You will learn how CERN has implemented an Apache Spark-based data pipeline to support deep learning research work in High Energy Physics (HEP). HEP is a data-intensive domain. For example, the amount of data flowing through the online systems at LHC experiments is currently of the order of 1 PB/s, with particle collision events happening every 25 ns. Filtering is applied before storing data for later processing.

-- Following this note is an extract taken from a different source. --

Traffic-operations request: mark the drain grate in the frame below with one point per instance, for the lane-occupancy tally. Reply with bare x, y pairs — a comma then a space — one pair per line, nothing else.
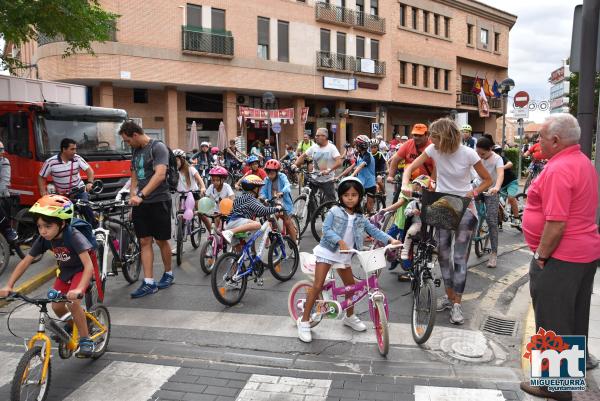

Improvements in the accuracy of the online event filtering system are key to optimize usage and cost of compute and storage resources. A novel prototype of event filtering system based on a classifier trained using deep neural networks has recently been proposed. This presentation covers how we implemented the data pipeline to train the neural network classifier using solutions from the Apache Spark and Big Data ecosystem, integrated with tools, software, and platforms familiar to scientists and data engineers at CERN. Data preparation and feature engineering make use of PySpark, Spark SQL and Python code run via Jupyter notebooks.
We will discuss key integrations and libraries that make Apache Spark able to ingest data stored using HEP data format (ROOT) and the integration with CERN storage and compute systems. You will learn about the neural network models used, defined using the Keras API, and how the models have been trained in a distributed fashion on Spark clusters using BigDL and Analytics Zoo. We will discuss the implementation and results of the distributed training, as well as the lessons learned.
Luca is a data engineer at CERN with the Hadoop, Spark, streaming and database services. Luca has 18+ years of experience with architecting, deploying and supporting enterprise-level database and data services with a special interest in methods and tools for performance troubleshooting. Luca is involved in developing and supporting solutions and platforms for data analytics and machine learning for the CERN community, including LHC experiments, the accelerator sector and CERN IT and enjoys taking part and sharing knowledge with the open source data community at large.